Lying in the hospital bed before I was taken back to surgery, I had the briefest of second thoughts about removing the port that had been implanted below my collar bone since just before treatment started. The port is what the oncology nurses used to administer chemotherapy and draw blood for tests.
Before my cancer treatment started, I was given a choice: my veins or a port.
The nurses could put an IV in my veins each time they administered chemo, or the surgeon could implant the chemo port into a vein in my chest and have chemo administered through it. I chose the port.
Now, more than a month after chemotherapy ended, I was finally going to be rid of it. I’ve noticed that toward the end of cancer treatment, if it’s going well, there are several milestones. That day I had reached another one.
And while I had been happy about having the port removed, I started to get nervous.
What if the cancer comes back? What if I have it removed only to find another tumor somewhere?
I keep hearing (mostly from fellow patients) that triple negative breast cancer is aggressive. Part of me is scared that I’ll have to have another port, and go through more chemotherapy.
I can’t remember exactly what the surgeon said when I told him about my doubts. At a previous appointment, when I said the word “recurrence,” he smacked my hand.
Even if, down the road, the cancer returns, it’s good to have the foreign object out of my body for now, he told me.
I woke up after a quick outpatient surgery that day with no port. A bandage covered the making of what will soon be a scar on the left side of my chest. Goodbye and good riddance.
My radiation treatments are going OK so far. I haven’t noticed any skin reaction or exhaustion, which are the two things I was told to expect. Any tiredness I do feel I attribute to getting up earlier than usual.
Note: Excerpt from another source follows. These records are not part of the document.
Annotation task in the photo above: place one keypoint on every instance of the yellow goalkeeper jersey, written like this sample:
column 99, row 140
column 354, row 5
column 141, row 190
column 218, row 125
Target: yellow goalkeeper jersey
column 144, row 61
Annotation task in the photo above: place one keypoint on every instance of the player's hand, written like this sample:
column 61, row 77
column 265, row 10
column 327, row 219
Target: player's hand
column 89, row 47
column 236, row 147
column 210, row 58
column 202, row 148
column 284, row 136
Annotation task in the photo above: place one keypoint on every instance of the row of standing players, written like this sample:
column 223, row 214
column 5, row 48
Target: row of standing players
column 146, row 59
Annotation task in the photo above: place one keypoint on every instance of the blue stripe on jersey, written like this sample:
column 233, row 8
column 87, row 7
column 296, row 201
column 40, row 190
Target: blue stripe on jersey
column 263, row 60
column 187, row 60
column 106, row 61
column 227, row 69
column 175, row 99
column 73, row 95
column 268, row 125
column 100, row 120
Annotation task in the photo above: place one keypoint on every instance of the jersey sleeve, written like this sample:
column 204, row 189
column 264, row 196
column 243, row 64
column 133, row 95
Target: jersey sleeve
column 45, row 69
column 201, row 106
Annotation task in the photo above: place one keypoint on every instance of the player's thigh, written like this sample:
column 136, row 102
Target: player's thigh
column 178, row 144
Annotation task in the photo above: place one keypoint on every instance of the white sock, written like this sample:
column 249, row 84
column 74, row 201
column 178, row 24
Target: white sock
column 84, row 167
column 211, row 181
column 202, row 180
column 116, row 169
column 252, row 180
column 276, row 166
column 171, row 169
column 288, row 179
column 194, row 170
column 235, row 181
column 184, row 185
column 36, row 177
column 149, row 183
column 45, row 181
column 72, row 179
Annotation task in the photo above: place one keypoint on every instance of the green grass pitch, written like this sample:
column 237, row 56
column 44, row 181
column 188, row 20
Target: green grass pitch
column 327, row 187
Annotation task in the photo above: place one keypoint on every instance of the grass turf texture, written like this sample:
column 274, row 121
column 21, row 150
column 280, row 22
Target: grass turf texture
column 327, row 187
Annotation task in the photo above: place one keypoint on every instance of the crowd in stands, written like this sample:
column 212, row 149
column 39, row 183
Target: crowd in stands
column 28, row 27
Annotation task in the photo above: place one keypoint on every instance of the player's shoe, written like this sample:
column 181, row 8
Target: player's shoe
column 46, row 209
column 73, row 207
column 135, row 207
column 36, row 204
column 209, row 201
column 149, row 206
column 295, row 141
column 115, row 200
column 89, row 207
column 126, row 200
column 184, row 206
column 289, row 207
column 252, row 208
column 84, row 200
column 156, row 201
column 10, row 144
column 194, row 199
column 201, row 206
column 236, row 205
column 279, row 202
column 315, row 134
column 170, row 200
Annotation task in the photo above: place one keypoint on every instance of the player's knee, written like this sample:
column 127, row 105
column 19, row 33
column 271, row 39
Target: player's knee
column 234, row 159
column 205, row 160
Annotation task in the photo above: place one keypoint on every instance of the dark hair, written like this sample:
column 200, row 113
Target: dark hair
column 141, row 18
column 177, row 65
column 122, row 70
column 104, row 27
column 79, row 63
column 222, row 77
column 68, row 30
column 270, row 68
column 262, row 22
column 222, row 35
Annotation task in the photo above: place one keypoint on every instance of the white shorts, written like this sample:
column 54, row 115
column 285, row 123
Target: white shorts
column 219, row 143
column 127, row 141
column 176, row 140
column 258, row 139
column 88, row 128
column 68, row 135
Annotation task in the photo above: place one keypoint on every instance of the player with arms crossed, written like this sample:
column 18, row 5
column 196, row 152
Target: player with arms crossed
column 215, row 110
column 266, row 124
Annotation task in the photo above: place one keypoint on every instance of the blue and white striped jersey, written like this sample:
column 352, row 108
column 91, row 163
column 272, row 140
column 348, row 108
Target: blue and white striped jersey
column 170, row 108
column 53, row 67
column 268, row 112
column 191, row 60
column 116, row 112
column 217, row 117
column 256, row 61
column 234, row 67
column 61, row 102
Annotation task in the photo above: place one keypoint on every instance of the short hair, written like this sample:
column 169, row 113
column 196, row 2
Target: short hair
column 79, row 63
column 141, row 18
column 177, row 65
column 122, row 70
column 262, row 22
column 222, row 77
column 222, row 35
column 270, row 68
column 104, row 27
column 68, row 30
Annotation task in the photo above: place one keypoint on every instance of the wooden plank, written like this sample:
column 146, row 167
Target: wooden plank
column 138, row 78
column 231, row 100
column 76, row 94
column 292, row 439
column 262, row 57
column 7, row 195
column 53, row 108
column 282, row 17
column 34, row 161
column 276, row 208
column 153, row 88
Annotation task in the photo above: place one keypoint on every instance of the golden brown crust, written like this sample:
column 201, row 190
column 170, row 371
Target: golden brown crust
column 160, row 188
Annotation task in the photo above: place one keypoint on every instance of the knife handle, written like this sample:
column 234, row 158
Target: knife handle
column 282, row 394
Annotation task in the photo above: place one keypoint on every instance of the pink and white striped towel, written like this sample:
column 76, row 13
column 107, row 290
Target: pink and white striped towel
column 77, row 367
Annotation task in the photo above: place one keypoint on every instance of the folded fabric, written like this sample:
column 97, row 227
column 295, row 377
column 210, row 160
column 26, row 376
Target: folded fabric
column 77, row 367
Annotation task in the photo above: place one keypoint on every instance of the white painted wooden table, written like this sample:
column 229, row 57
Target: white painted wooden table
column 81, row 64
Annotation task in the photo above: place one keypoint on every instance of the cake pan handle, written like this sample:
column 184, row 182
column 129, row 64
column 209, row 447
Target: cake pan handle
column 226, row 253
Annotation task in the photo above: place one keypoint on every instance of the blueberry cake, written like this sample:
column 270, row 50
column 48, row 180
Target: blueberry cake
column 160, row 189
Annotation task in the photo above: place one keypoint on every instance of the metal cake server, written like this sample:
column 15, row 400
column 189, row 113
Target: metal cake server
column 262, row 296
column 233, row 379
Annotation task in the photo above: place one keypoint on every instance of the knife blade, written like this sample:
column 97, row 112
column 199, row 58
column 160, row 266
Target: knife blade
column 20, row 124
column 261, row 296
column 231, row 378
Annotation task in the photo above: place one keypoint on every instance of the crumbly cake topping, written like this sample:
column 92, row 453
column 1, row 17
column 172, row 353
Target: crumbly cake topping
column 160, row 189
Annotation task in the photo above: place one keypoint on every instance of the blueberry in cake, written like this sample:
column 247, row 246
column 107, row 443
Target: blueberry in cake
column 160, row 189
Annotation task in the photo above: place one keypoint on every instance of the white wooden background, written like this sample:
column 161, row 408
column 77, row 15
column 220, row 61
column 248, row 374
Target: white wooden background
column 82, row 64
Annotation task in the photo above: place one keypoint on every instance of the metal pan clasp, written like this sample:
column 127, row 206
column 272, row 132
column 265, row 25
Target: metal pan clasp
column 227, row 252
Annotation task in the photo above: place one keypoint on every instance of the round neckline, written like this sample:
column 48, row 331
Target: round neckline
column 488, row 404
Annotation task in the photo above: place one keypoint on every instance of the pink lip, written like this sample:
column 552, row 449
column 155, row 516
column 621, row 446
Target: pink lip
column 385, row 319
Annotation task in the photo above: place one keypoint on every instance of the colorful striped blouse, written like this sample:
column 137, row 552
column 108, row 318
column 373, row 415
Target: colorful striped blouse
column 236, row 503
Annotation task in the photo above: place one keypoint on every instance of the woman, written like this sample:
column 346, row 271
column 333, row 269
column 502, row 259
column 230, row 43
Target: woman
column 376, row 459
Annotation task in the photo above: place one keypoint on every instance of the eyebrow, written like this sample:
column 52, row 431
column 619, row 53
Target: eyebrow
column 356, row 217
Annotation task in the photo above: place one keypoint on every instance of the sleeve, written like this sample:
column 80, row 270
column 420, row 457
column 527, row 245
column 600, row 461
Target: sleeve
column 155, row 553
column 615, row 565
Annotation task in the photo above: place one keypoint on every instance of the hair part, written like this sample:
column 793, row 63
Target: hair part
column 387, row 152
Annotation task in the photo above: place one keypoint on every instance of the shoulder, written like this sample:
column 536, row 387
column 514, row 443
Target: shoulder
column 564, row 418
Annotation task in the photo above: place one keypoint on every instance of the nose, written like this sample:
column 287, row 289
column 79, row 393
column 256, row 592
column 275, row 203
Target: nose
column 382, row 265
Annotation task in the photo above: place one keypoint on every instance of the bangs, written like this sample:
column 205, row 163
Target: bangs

My treatments have me up and at the Cancer Center an hour before work starts. I can’t complain about that; I asked them for early time slots. Treatments are five days a week.
The process starts with changing into a hospital gown. Then I’m taken back to a room with a linear accelerator — the machine that delivers the radiation. The worst part may be lying on an uncomfortable bench with my arms above my head while the machinery swirls around me, occasionally beeping. It may also be the country music the therapists play.
The treatments themselves are quick.
I’m usually done in time to go get coffee on my way to work.